Stressed? Angry? Panicked? Can’t sleep? Take a deep breath – goes the automatic advice in each of these situations. Humans have been using controlled breathing as a go-to solution for a number of problems for so long that it’s almost a cliché now. But as the saying goes, every cliché has some kernel of truth, and the deep breathing cliché is no exception.
Recent studies in neuroscience reveal the fascinating effects controlled breathing can have on your brain, and the many ways you can use it to your benefit. Read on!
What is controlled breathing?
Breathing is the most natural activity that our body performs, and it does so without thinking. Most of the things we do as humans are learned in our infancy; even the smallest actions like sitting up, grabbing things, walking, speaking. But breathing comes pre-programmed in us, and so it is for most animals.
But try to teach a dog to hold its breath for the count of five and you will fail. Your kid, on the other hand, would do it easily. Humans are one of the extremely few species on earth that can actually establish control over their respiratory functions; we can hold or release our breath at will, we can be aware of our breathing.

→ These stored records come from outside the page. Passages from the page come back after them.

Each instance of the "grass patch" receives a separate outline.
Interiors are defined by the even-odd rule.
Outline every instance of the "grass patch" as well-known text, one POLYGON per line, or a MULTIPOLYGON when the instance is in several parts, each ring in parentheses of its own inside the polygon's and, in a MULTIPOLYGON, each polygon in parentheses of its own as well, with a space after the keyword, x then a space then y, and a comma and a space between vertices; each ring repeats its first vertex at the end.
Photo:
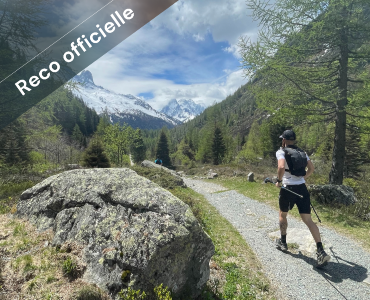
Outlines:
POLYGON ((72 281, 64 274, 71 271, 73 273, 73 270, 80 271, 78 266, 74 268, 77 257, 68 254, 70 263, 66 263, 63 268, 67 254, 61 253, 55 247, 44 246, 45 241, 50 244, 53 238, 51 232, 40 233, 30 223, 11 219, 7 215, 0 218, 0 232, 6 236, 2 241, 6 244, 0 248, 0 254, 6 253, 10 258, 4 261, 5 268, 0 272, 3 278, 1 280, 0 276, 0 286, 5 291, 4 299, 76 299, 74 296, 82 287, 81 281, 72 281), (28 248, 20 250, 19 245, 22 244, 28 244, 28 248))
POLYGON ((13 229, 13 236, 26 236, 27 231, 22 223, 18 223, 13 229))
POLYGON ((79 289, 75 296, 75 300, 108 300, 109 297, 98 287, 93 285, 85 285, 79 289))
POLYGON ((69 256, 62 264, 63 274, 70 278, 77 276, 77 264, 69 256))
MULTIPOLYGON (((279 189, 273 184, 248 182, 244 178, 219 178, 215 180, 225 188, 236 190, 249 198, 269 204, 277 211, 279 210, 279 189)), ((353 238, 362 244, 364 248, 370 250, 370 222, 363 221, 361 218, 351 214, 351 207, 327 206, 315 200, 312 200, 311 203, 315 207, 323 226, 335 229, 339 233, 353 238)), ((289 215, 300 219, 296 206, 289 211, 289 215)), ((319 223, 314 211, 311 212, 311 215, 314 222, 319 223)))
POLYGON ((288 249, 299 249, 299 245, 297 243, 288 243, 288 249))
POLYGON ((180 187, 171 192, 192 208, 215 245, 212 260, 222 269, 226 280, 209 287, 214 296, 240 300, 273 299, 274 293, 260 271, 258 259, 239 232, 202 195, 180 187))

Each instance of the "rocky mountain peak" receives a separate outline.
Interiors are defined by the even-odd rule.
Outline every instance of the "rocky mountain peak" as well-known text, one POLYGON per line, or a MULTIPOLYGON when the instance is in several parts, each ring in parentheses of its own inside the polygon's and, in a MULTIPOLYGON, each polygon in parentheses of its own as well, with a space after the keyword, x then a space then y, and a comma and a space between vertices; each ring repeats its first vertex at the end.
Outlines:
POLYGON ((172 99, 162 108, 161 112, 181 122, 187 122, 201 114, 204 107, 192 99, 172 99))
POLYGON ((75 76, 74 79, 81 83, 92 83, 95 85, 93 75, 89 70, 82 71, 82 73, 75 76))

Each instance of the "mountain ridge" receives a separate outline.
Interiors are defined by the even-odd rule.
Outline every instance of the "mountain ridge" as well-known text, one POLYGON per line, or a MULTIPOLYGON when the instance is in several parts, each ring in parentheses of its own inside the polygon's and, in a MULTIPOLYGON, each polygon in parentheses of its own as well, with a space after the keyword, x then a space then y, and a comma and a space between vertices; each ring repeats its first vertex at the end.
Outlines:
POLYGON ((98 114, 107 113, 112 123, 126 123, 140 129, 159 129, 163 126, 172 128, 181 124, 136 96, 118 94, 96 85, 92 73, 88 70, 76 75, 71 82, 82 84, 72 91, 73 94, 82 98, 86 105, 94 108, 98 114))
POLYGON ((182 123, 194 119, 205 110, 200 104, 191 99, 172 99, 161 109, 161 112, 175 118, 182 123))

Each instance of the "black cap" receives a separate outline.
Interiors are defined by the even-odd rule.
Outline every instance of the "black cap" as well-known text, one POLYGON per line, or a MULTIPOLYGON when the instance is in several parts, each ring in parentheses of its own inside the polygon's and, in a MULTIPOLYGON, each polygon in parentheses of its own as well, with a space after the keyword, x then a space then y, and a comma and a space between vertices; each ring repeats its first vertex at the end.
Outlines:
POLYGON ((288 141, 295 141, 295 133, 293 130, 285 130, 283 134, 279 137, 288 141))

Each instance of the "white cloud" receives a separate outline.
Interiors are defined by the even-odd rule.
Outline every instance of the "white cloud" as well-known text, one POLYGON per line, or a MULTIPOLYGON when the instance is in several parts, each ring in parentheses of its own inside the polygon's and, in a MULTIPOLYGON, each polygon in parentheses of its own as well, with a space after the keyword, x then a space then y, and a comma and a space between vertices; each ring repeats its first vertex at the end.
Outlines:
POLYGON ((147 101, 155 109, 174 98, 190 98, 208 106, 233 94, 247 79, 242 70, 230 69, 213 79, 208 65, 213 54, 199 55, 187 41, 202 42, 211 34, 215 42, 228 42, 230 46, 223 50, 239 58, 240 36, 255 32, 244 0, 179 0, 87 69, 96 84, 117 93, 152 93, 154 97, 147 101), (168 72, 185 76, 190 84, 159 76, 168 72))
POLYGON ((156 109, 161 109, 171 99, 187 98, 196 103, 209 106, 215 101, 220 102, 228 95, 233 94, 240 86, 247 83, 242 70, 229 73, 223 76, 218 82, 200 83, 191 85, 167 85, 151 91, 154 98, 148 102, 156 109))
POLYGON ((210 32, 215 42, 236 45, 242 35, 255 37, 257 23, 250 14, 245 0, 179 0, 151 24, 180 35, 210 32))
POLYGON ((200 35, 199 33, 198 34, 193 34, 193 39, 196 42, 204 41, 204 36, 200 35))

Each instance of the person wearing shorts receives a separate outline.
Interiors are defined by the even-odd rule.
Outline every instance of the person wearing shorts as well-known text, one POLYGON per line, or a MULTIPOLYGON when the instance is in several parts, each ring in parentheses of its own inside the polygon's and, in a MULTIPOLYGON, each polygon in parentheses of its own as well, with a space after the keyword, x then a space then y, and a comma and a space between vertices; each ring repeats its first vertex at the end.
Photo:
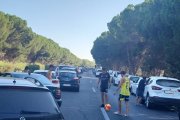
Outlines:
POLYGON ((144 94, 144 89, 146 86, 146 77, 143 77, 143 79, 139 82, 138 84, 138 88, 137 88, 137 93, 136 93, 136 105, 140 105, 142 98, 143 98, 143 94, 144 94))
POLYGON ((110 87, 110 75, 107 72, 106 68, 102 68, 103 72, 99 75, 98 85, 100 84, 100 91, 101 91, 101 100, 102 104, 101 107, 104 107, 104 104, 108 102, 108 88, 110 87))
MULTIPOLYGON (((130 96, 130 80, 129 78, 126 76, 126 72, 125 71, 121 71, 121 83, 118 85, 118 88, 116 90, 119 91, 120 90, 120 94, 119 94, 119 98, 118 98, 118 111, 114 112, 114 114, 118 114, 118 115, 122 115, 122 101, 125 101, 125 105, 126 105, 126 113, 124 114, 124 116, 128 116, 128 112, 129 112, 129 96, 130 96)), ((116 92, 114 94, 116 94, 116 92)))

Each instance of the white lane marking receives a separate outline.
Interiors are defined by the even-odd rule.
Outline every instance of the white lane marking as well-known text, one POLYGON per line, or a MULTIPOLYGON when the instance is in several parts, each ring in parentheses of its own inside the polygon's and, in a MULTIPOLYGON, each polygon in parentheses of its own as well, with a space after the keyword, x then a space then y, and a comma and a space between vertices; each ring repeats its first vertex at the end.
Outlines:
POLYGON ((94 87, 92 87, 92 91, 93 91, 94 93, 96 93, 96 90, 95 90, 95 88, 94 88, 94 87))
POLYGON ((107 113, 106 113, 106 111, 105 111, 104 108, 101 108, 101 112, 102 112, 102 114, 103 114, 103 116, 104 116, 104 120, 110 120, 110 119, 109 119, 109 116, 107 115, 107 113))
POLYGON ((92 83, 92 80, 90 80, 89 82, 92 83))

There are many functions of our body that come involuntarily to us – like digestion and blood circulation – and are controlled by the unconscious mind. Breathing is also a function of the unconscious mind, but it is different from those others. We cannot regulate our blood flow simply by wishing to do so; but we can regulate our breathing at will.
What it does to your body
You can control and regulate your breath in any manner you like really but the manner that helps us and is usually meant by the term ‘controlled breathing’ is a full oxygen exchange – you take in more oxygen and let out more carbon dioxide.
This is usually done in three steps:
- Breathing in on a rhythmic count through the nose
- Holding the breath for about the same time
- Breathing out through the mouth on a slower or longer count than breathing in
Full oxygen exchange systematically activates the parasympathetic nervous system of our brain. What this does is essentially manages the stress response in our brain, which is a product of the sympathetic nervous system.
How it benefits you
Reduces stress – We are generally in a heightened state of stress during the day. A lot of things we encounter every day can cause our brain to go into fight-or-flight mode, and not always necessarily. Controlled breathing artificially activates our relaxation response, thereby automatically toning down the heightened stress response. This is where the advice of ‘take a deep breath’ comes from.

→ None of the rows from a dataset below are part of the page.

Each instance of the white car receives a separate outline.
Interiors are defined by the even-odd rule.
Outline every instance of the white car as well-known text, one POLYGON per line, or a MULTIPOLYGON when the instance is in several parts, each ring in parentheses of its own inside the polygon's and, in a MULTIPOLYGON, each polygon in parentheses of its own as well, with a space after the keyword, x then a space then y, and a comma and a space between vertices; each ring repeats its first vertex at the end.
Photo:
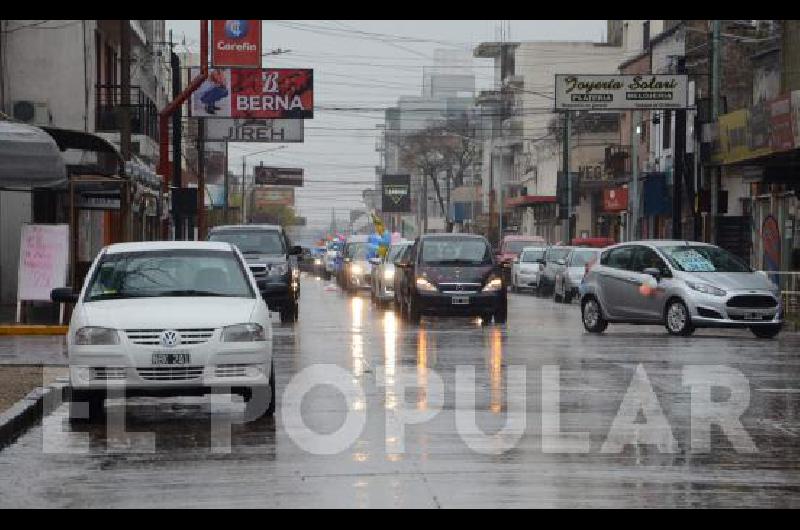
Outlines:
POLYGON ((250 269, 230 243, 119 243, 100 251, 67 333, 70 417, 104 417, 126 396, 240 394, 247 420, 275 411, 272 326, 250 269), (88 415, 86 404, 88 403, 88 415))
POLYGON ((578 247, 573 248, 565 259, 565 266, 556 272, 553 285, 553 301, 569 304, 578 296, 583 277, 595 263, 600 262, 603 249, 578 247))
POLYGON ((544 261, 544 252, 547 247, 525 247, 511 264, 511 290, 519 292, 521 289, 536 290, 539 286, 541 264, 544 261))

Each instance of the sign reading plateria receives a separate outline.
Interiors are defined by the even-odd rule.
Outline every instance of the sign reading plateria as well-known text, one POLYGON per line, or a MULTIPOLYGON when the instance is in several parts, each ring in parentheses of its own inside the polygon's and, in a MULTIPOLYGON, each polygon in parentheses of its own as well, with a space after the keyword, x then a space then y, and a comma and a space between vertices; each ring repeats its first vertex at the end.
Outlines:
POLYGON ((381 181, 381 210, 385 213, 411 211, 411 177, 384 175, 381 181))
MULTIPOLYGON (((192 68, 192 78, 199 75, 192 68)), ((192 117, 314 117, 314 70, 297 68, 212 68, 193 94, 192 117)))
POLYGON ((686 75, 556 74, 556 110, 682 109, 686 75))
POLYGON ((256 185, 302 186, 303 169, 256 166, 253 168, 253 180, 256 185))
POLYGON ((211 42, 214 66, 261 66, 260 20, 214 20, 211 42))
POLYGON ((302 142, 303 120, 208 120, 207 142, 302 142))

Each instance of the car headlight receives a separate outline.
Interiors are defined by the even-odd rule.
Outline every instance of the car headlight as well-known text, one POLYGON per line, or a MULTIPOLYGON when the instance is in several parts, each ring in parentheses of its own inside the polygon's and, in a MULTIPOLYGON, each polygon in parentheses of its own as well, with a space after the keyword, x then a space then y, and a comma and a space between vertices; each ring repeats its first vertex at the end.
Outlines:
POLYGON ((350 265, 350 272, 352 274, 361 274, 363 271, 364 269, 362 269, 361 265, 359 265, 358 263, 353 263, 352 265, 350 265))
POLYGON ((235 324, 222 328, 222 342, 257 342, 267 340, 264 327, 256 323, 235 324))
POLYGON ((384 280, 394 280, 394 269, 386 269, 383 271, 384 280))
POLYGON ((119 344, 119 333, 116 329, 86 326, 75 332, 75 344, 78 346, 119 344))
POLYGON ((484 292, 492 292, 492 291, 499 291, 503 287, 503 280, 500 278, 492 278, 486 285, 483 286, 484 292))
POLYGON ((438 291, 438 289, 436 289, 436 286, 433 285, 431 282, 429 282, 426 278, 419 277, 417 278, 416 283, 418 291, 423 291, 427 293, 435 293, 436 291, 438 291))
POLYGON ((317 258, 314 260, 314 265, 322 265, 322 260, 317 258))
POLYGON ((688 285, 691 289, 694 289, 695 291, 701 292, 703 294, 711 294, 714 296, 725 296, 727 294, 719 287, 714 287, 713 285, 709 285, 707 283, 692 282, 686 280, 686 285, 688 285))
POLYGON ((269 275, 283 276, 284 274, 286 274, 286 271, 288 270, 289 266, 286 263, 278 263, 269 268, 269 275))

Lowers anxiety and deepens focus – A direct result of continued heightened stress is anxiety, and while a little anxiety acts as a natural alarm system, continued exposure to it is seriously harmful to our brains. Now the route through which controlled breathing affects our parasympathetic nerve system is the vagus nerve, which acts basically as a calming mechanism. The vagus nerve releases a neurotransmitter called acetylcholine which is directly linked to increased focus and calmness. Controlled breathing increases the flow of acetylcholine in our brains and thereby also increases our sense of calm and focus.

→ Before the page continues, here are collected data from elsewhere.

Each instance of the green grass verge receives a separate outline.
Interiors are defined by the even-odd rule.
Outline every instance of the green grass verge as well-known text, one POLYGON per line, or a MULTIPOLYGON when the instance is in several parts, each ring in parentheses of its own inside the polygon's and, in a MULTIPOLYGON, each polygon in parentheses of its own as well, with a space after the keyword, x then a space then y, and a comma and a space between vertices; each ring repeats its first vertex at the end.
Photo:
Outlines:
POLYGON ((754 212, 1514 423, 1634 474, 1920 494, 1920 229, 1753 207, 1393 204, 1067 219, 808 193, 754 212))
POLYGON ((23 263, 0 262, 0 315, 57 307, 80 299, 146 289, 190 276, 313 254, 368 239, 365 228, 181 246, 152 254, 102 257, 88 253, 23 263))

Helps in brain growth – Controlled breathing can literally increase the size of your brain, and the effect is particularly pronounced in older people. Controlled breathing is a crucial part of meditation exercises, and regular practice of meditation has been directly linked with actual growth in the brain’s gray matter.
Conclusion
Breathing is one of the things that comes most naturally to us. But it is also one over which we can have voluntary control. So practicing mindful and controlled breathing is one of the best and easiest things you can do for your brain, starting right about now! Give it a try.